C’est le point culminant de la séance. D’Allahou ne va bientôt plus rester que Hou sans rien d’autre, ce qui signifie Lui, c’est-à-dire Dieu.

Ce Hou sorti de tant de poitrines est hallucinant. On n’est plus en présence d’êtres humains mais au milieu de quelque force de la nature dangereusement déchaînée. Un cyclone qui passe.

Il faut bien pourtant que cette tempête finisse par s’apaiser. Ce n’est qu’après un decrescendo qui, graduellement, transforme le Hou final en un souffle de plus en plus faible, lequel s’arrête enfin, en même temps que cesse le balancement qui l’accompagnait.


Ce nouveau derviche (j’oublie son nom) était venu spontanément nous aborder à l’issue de la cérémonie que nous avions eu la curiosité d’aller voir. Rien, sur son souriant visage, ne restait de la furieuse manifestation dont il venait de faire partie. Une plus longue pratique de l’Orient allait un jour m’apprendre que ces crises religieuses de l’Islam, à quelques excès qu’elles se livrent, éclatent comme un coup de foudre, pour s’arrêter net sans laisser aucune trace de leur passage. La transition entre la folie momentanée et le plus tranquille état normal est totalement supprimée.

Dévoré de l’envie de nous recevoir chez lui, le derviche hurleur, jeune homme quelconque qui parlait bien le français, nous dit qu’il était l’ami de notre pays, que, musicien, c’était avec un de nos compatriotes qu’il avait appris à noter la musique (celle de l’Orient ne se transmet que par tradition et n’a pas d’écriture) et qu’il serait heureux de nous faire entendre sur son violoncelle ce qu’il avait composé, sachant bien que nous serions, nous, les compétences qu’il ne trouvait pas à Brousse. Car ce n’était pas de la musique turque qu’il écrivait, mais de la musique européenne.

Assis le lendemain dans son salon à prétentions également européennes, nous l’écoutions depuis près d’une heure nous jouer, sur son violoncelle incertain, ce qu’il croyait être des valses et des menuets, innocente, informe cacophonie. La porte s’ouvrit, et Salaheddîne entra.

Comment il avait pu, dans toute cette grande ville de Brousse, deviner où nous étions, inutile de nous le demander. Même un enfant, en Orient, trouve par simple flair ce qu’aucun Roumi ne saurait, malgré mille recherches, découvrir.

Après exclamations, protestations et présentations, la musique reprit. Au bout de trois couacs du violoncelle le Dédé se leva, mit ses bras dans la pose rituelle, posa sa tête sur son épaule, et se mit à tourner. Il n’avait pas la robe voulue. La foule de ses compagnons manquait. Tout seul dans ce pauvre salon, son tourbillon ne voulait rien dire. Heureusement la valse (car on nous avait annoncé que c’en était une) s’arrêta. Peu après nous prenions congé.

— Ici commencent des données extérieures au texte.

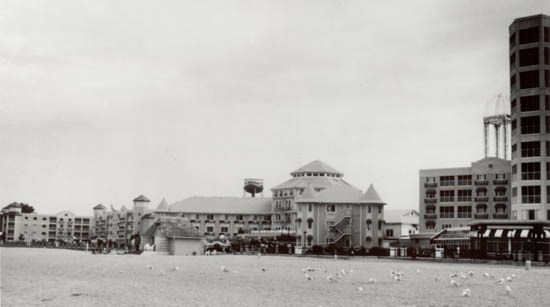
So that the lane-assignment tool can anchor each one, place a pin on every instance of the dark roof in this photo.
(317, 167)
(142, 198)
(222, 205)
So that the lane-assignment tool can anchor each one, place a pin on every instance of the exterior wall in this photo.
(490, 178)
(523, 207)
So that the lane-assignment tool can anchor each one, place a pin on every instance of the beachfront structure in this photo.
(400, 224)
(455, 197)
(530, 106)
(120, 226)
(64, 226)
(227, 216)
(317, 207)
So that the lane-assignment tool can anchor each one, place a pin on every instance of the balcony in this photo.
(481, 182)
(430, 184)
(430, 216)
(481, 216)
(500, 181)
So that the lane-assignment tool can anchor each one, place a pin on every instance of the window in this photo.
(446, 212)
(530, 124)
(528, 57)
(529, 79)
(447, 181)
(530, 171)
(446, 196)
(464, 195)
(530, 149)
(529, 103)
(530, 194)
(464, 212)
(465, 180)
(530, 35)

— J’ai obtenu trois jours pour venir vous voir, nous dit Salaheddîne dès que nous fûmes dehors. Je ne pouvais donc pas vous savoir en Turquie, mes amis, et rester tranquille où j’étais !

Aussitôt il reprit :

— Tout à l’heure j’ai dansé par politesse pour ce derviche. Mais sa musique ne m’a pas parlé.

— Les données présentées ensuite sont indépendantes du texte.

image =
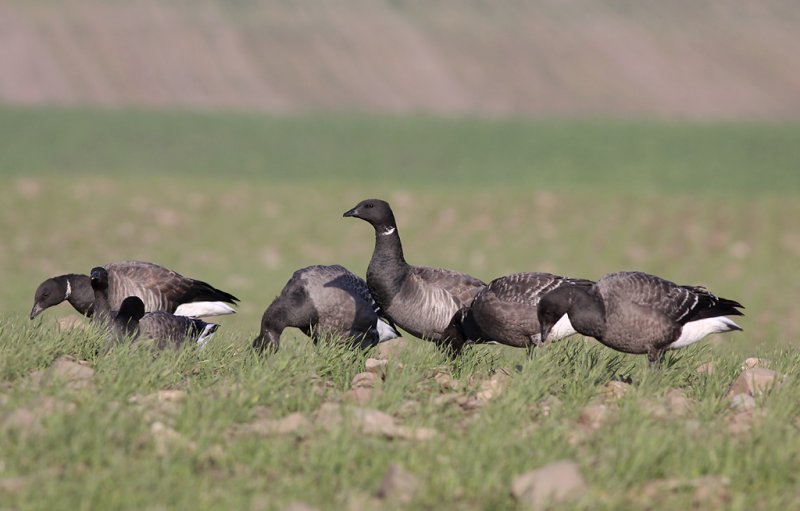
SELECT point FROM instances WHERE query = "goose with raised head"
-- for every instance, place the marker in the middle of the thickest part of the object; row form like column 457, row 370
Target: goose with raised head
column 324, row 301
column 505, row 312
column 635, row 312
column 132, row 322
column 418, row 299
column 159, row 288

Au mépris qu’il contenait avec peine s’ajoutait une amère jalousie qu’il exprima par :

— Maintenant vous allez le voir tous les jours, ce derviche ?

Quand nous l’eûmes assuré que non, que nous ne retournerions même pas chez lui, je sentis qu’il respirait mieux.

Trois jours encore de soufisme dans le décor le plus propice ; et puis il fallut recommencer les adieux.

« Je viendrai vous voir en France !… » fut le dernier mot de Salaheddîne. Il le dit avec son plus beau regard de visionnaire ; et, puisqu’il était venu nous retrouver à Brousse, ce rêve improbable me parut presque possible.